There are formats that are not so stable, though. Video is a prominent example and many industry specific applications rely on proprietary combinations of software and file format. This is why precision in thinking is important. If we are to effectively care for these materials, we must be clear on where the problem lies. One remedy in these instances is the development of a common language, which either facilitates migration or obviates the need for it altogether. The other remedy is emulation, which is the creation of a language for modelling transports. ( I am pretty sure I wrote that correctly, said Alice to the Rabbit.)

Emulation is effective, even essential, for projects like video games, where the interaction with the original transport is essential to the experience. It’s also at work in lots of analog environments, but often unremarked. Going back to Bach, if you’ve ever encountered the historic performance movements in classical music or theater, you have a good analog analog to digital emulation.

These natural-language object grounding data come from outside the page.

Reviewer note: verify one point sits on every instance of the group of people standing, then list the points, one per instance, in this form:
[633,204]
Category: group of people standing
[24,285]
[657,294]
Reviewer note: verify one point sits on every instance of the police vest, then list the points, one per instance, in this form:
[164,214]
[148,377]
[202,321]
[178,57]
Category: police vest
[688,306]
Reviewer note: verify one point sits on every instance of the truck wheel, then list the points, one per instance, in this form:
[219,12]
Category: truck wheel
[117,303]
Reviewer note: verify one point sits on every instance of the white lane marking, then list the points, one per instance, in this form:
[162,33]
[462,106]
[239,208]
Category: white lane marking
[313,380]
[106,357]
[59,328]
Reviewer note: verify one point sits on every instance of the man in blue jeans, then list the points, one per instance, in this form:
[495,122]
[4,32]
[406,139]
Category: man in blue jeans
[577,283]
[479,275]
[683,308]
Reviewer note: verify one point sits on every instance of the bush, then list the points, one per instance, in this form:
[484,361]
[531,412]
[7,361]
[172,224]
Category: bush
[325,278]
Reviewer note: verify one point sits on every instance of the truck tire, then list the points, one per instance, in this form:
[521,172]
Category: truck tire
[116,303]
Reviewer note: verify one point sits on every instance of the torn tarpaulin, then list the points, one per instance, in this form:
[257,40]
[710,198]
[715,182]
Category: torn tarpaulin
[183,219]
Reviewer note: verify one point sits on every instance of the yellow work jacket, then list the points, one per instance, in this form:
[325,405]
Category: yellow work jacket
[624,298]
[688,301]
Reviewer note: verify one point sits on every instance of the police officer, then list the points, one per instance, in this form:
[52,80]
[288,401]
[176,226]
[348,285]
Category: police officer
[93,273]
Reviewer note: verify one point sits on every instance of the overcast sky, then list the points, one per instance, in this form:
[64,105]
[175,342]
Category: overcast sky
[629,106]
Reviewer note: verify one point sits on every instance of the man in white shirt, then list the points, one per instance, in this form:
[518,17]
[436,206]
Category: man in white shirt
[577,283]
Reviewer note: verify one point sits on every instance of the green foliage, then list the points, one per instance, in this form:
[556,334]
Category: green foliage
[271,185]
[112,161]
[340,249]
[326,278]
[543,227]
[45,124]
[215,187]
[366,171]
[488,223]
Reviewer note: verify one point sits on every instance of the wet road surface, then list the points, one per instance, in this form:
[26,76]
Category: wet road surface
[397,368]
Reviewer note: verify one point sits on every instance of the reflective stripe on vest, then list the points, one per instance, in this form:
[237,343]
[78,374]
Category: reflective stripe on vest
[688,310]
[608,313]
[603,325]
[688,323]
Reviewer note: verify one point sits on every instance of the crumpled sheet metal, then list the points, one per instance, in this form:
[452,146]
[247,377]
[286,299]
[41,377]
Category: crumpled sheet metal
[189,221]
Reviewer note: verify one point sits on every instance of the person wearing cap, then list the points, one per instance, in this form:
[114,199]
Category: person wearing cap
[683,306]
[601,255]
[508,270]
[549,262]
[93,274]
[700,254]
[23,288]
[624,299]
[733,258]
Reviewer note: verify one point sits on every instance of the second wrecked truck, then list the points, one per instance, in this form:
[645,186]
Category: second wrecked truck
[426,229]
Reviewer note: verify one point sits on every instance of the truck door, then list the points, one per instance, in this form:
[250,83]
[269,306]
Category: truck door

All of this brings us around to the idea of curation. Here again, the distinctions between artifactual and digital preservation are the specifics of who is involved. Preservation always occurs in dialog with the users of the information. Pick your medium – Armenian devotional scrolls, literary texts, motion pictures, datasets, videogames, or clinical trials – you need a mix of technical experts and subject specialists in order to preserve something. I think the role of a preservation administrator may be to broker all of those connections, and help each group have a meaningful conversation.